筋膜が破れていると言われたのに、治療は肩の位置の調整。そして、筋膜は破れたまま。
これって、ちょっと不思議だと思いませんか?
お客様は、痛みがなくなったことに納得しています。それが一番大切です。しかし、そもそも「筋膜が破けている」という説明は、本当に正しいのでしょうか?
「納得できる原因」は必要か?
痛みには、必ずしも単一の明確な原因があるわけではありません。むしろ、身体のゆがみや姿勢、日頃の習慣など、さまざまな要因が複雑に絡み合って生じることがほとんどです。
このお客様の場合、おそらく「肩の位置のズレ」を調整することで、肩周辺の筋肉の緊張が和らぎ、結果として痛みが軽減されたのでしょう。
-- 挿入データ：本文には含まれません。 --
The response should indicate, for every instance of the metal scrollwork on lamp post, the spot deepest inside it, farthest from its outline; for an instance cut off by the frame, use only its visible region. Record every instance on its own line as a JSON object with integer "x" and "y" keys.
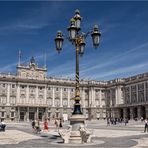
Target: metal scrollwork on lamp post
{"x": 78, "y": 40}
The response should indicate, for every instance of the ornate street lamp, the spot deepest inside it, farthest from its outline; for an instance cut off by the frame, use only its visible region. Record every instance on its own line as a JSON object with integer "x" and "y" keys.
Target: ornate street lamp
{"x": 77, "y": 39}
{"x": 59, "y": 41}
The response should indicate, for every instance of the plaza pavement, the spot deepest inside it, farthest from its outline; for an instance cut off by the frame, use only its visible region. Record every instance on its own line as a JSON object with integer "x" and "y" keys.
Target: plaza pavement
{"x": 20, "y": 135}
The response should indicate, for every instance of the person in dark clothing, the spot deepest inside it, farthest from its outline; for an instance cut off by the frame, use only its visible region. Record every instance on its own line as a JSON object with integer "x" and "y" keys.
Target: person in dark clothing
{"x": 60, "y": 125}
{"x": 146, "y": 125}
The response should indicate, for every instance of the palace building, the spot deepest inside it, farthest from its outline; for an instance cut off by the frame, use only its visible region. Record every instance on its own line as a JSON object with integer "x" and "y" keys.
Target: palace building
{"x": 30, "y": 94}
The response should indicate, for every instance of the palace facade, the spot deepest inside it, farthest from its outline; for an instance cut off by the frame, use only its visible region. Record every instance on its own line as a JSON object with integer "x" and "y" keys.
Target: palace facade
{"x": 30, "y": 94}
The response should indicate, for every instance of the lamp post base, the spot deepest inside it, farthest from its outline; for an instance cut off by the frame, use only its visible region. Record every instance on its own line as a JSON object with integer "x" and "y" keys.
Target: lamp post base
{"x": 76, "y": 121}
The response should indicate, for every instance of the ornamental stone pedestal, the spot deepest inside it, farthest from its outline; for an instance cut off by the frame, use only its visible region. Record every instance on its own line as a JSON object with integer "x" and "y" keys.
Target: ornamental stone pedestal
{"x": 76, "y": 121}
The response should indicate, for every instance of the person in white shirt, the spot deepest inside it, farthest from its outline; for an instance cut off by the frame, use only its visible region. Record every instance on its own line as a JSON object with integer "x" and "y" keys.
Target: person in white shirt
{"x": 146, "y": 125}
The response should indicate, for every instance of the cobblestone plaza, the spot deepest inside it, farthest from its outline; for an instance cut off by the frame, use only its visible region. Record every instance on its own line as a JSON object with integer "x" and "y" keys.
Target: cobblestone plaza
{"x": 31, "y": 94}
{"x": 20, "y": 135}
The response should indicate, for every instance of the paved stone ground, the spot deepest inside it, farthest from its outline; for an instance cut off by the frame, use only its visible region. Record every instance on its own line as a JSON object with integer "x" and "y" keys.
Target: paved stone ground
{"x": 20, "y": 135}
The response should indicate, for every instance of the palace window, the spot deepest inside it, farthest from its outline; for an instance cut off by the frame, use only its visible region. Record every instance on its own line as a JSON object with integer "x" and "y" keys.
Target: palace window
{"x": 3, "y": 114}
{"x": 12, "y": 114}
{"x": 13, "y": 85}
{"x": 4, "y": 85}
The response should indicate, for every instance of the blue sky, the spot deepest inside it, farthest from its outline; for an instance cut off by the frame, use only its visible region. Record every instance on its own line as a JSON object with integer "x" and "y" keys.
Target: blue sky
{"x": 31, "y": 27}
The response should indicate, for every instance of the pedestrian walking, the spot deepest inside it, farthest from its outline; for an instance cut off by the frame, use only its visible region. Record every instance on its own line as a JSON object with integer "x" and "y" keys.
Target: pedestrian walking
{"x": 33, "y": 125}
{"x": 60, "y": 124}
{"x": 146, "y": 125}
{"x": 46, "y": 125}
{"x": 37, "y": 126}
{"x": 56, "y": 124}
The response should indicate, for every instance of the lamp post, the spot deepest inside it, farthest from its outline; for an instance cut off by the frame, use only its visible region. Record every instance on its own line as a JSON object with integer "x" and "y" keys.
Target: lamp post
{"x": 78, "y": 40}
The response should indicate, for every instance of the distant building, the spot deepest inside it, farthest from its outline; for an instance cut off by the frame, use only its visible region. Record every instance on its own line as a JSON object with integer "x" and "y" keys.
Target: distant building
{"x": 30, "y": 94}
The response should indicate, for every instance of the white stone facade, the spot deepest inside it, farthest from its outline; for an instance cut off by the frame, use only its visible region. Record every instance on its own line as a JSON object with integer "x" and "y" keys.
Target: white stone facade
{"x": 30, "y": 94}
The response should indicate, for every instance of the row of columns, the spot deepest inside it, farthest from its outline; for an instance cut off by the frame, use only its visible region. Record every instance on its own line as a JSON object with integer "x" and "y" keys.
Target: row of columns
{"x": 137, "y": 94}
{"x": 26, "y": 114}
{"x": 91, "y": 96}
{"x": 135, "y": 112}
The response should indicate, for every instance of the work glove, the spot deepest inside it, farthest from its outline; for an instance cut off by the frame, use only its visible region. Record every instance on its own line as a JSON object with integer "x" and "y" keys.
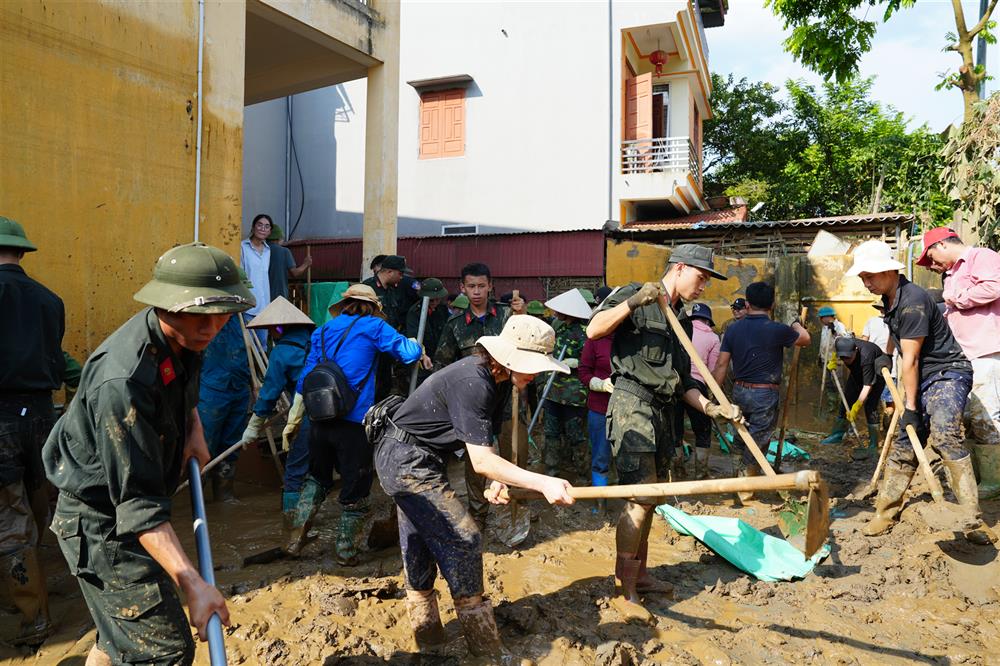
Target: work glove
{"x": 732, "y": 414}
{"x": 252, "y": 433}
{"x": 647, "y": 293}
{"x": 910, "y": 417}
{"x": 883, "y": 361}
{"x": 294, "y": 421}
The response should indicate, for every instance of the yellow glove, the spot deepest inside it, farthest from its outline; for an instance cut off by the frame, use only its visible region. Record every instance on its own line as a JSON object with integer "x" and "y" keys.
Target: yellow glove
{"x": 294, "y": 421}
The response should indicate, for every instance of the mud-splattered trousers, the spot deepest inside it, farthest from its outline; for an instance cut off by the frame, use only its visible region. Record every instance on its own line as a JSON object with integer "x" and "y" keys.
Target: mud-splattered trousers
{"x": 760, "y": 409}
{"x": 436, "y": 530}
{"x": 942, "y": 401}
{"x": 137, "y": 610}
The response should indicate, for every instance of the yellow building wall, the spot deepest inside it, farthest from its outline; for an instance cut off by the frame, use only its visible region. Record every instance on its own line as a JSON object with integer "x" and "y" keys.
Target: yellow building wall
{"x": 97, "y": 150}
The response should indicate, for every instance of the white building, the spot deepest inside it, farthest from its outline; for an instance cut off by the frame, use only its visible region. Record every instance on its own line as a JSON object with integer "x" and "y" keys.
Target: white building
{"x": 514, "y": 116}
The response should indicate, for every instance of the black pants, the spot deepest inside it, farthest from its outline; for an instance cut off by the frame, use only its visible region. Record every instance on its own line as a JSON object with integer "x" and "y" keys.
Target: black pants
{"x": 341, "y": 445}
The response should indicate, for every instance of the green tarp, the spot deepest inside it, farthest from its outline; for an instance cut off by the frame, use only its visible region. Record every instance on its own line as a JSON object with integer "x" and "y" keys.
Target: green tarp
{"x": 761, "y": 555}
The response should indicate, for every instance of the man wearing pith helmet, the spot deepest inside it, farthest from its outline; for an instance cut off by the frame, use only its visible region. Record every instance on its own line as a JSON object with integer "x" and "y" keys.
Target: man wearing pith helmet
{"x": 117, "y": 456}
{"x": 651, "y": 372}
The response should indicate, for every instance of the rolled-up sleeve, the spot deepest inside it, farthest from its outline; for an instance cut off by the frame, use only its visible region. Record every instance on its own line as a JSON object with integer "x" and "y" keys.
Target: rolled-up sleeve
{"x": 130, "y": 450}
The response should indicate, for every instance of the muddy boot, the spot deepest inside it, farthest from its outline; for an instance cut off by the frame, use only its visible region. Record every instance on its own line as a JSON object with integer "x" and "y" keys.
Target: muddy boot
{"x": 646, "y": 583}
{"x": 989, "y": 470}
{"x": 352, "y": 521}
{"x": 27, "y": 590}
{"x": 310, "y": 498}
{"x": 836, "y": 435}
{"x": 627, "y": 600}
{"x": 701, "y": 457}
{"x": 425, "y": 618}
{"x": 889, "y": 502}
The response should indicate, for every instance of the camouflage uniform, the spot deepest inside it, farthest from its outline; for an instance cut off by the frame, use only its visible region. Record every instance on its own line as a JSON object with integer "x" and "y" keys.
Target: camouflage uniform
{"x": 566, "y": 408}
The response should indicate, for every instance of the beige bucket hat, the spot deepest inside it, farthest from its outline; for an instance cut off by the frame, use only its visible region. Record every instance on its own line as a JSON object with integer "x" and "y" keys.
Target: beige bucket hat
{"x": 524, "y": 345}
{"x": 280, "y": 312}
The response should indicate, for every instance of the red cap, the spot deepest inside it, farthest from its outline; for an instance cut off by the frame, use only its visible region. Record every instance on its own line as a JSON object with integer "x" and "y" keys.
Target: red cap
{"x": 935, "y": 235}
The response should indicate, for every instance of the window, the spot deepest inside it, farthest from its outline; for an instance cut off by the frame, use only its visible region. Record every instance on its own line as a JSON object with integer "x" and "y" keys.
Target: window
{"x": 442, "y": 124}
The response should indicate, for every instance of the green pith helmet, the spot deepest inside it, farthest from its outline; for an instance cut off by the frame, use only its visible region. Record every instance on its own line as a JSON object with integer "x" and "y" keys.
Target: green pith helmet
{"x": 196, "y": 278}
{"x": 12, "y": 235}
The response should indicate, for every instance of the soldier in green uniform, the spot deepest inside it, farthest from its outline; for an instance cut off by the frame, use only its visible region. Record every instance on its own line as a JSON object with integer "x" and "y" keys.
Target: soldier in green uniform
{"x": 566, "y": 403}
{"x": 117, "y": 456}
{"x": 651, "y": 372}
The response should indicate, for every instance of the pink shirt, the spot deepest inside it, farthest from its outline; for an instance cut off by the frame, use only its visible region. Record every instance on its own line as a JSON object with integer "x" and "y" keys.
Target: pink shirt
{"x": 972, "y": 297}
{"x": 706, "y": 343}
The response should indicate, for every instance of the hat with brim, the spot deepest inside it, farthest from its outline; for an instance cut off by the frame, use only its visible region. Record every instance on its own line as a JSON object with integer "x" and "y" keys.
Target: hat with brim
{"x": 570, "y": 303}
{"x": 873, "y": 257}
{"x": 12, "y": 235}
{"x": 359, "y": 292}
{"x": 280, "y": 312}
{"x": 524, "y": 345}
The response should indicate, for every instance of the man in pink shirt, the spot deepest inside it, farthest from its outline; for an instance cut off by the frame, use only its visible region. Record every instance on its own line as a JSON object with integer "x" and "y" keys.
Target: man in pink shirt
{"x": 972, "y": 300}
{"x": 706, "y": 343}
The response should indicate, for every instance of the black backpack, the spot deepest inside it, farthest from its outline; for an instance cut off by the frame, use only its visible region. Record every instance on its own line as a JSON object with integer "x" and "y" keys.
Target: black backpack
{"x": 326, "y": 393}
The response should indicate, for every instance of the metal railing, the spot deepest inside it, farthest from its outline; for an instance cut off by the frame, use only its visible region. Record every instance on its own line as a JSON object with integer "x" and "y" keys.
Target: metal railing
{"x": 669, "y": 153}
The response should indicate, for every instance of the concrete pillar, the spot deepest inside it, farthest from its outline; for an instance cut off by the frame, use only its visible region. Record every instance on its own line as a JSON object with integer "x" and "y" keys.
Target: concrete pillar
{"x": 382, "y": 144}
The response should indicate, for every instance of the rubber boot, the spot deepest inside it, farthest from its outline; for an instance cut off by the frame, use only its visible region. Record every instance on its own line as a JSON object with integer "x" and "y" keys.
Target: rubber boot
{"x": 26, "y": 584}
{"x": 627, "y": 600}
{"x": 889, "y": 502}
{"x": 836, "y": 435}
{"x": 352, "y": 521}
{"x": 701, "y": 457}
{"x": 310, "y": 498}
{"x": 425, "y": 618}
{"x": 646, "y": 583}
{"x": 475, "y": 614}
{"x": 989, "y": 470}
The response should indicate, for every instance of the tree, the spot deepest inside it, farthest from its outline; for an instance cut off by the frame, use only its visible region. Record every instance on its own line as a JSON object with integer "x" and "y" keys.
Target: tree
{"x": 828, "y": 38}
{"x": 831, "y": 151}
{"x": 971, "y": 175}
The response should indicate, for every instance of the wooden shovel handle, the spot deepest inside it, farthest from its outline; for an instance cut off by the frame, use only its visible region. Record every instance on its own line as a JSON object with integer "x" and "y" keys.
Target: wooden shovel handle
{"x": 936, "y": 492}
{"x": 668, "y": 312}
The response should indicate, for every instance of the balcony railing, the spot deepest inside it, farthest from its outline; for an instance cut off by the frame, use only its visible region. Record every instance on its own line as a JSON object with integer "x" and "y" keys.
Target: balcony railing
{"x": 669, "y": 153}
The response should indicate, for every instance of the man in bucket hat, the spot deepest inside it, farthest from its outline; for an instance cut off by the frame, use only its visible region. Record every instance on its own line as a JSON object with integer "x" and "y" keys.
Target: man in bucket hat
{"x": 119, "y": 451}
{"x": 936, "y": 377}
{"x": 651, "y": 372}
{"x": 457, "y": 409}
{"x": 31, "y": 367}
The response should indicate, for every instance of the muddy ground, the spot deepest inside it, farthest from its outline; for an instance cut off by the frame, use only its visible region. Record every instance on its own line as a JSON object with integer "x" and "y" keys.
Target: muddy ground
{"x": 917, "y": 595}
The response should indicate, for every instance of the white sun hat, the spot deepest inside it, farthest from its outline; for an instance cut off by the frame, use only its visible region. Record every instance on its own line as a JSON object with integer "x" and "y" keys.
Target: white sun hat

しかし、なぜ「筋膜が破れている」という説明がされたのか?
それは、**お客様が納得しやすい「原因」**を提示するためかもしれません。人は、痛みに理由がなければ不安になります。「筋膜が破けている」というインパクトのある言葉は、お客様に「ああ、だから痛いのか」と納得感を与え、治療への期待を高める効果があるのです。
大切なのは「原因」ではなく「効果」
もちろん、お客様が納得して痛みが改善されたのであれば、それが一番です。
ですが、もしあなたが身体の不調に悩んでいるなら、「納得できる原因」だけに囚われないでほしいのです。
「〜だから痛い」という原因よりも、「〜という治療をしたら楽になった」という効果に注目してみましょう。本当に大切なのは、あなたの身体が楽になること。そして、その効果が持続することです。
もし「原因」と「治療」に違和感を感じたら、その治療が本当にあなたの身体に合っているのか、一度立ち止まって考えてみてもいいかもしれません。
本当にあなたの痛みを解決してくれる治療院は、「納得できる原因」を提示するのではなく、あなたの身体がどう変わっていくかを、一緒に見てくれる場所ではないでしょうか。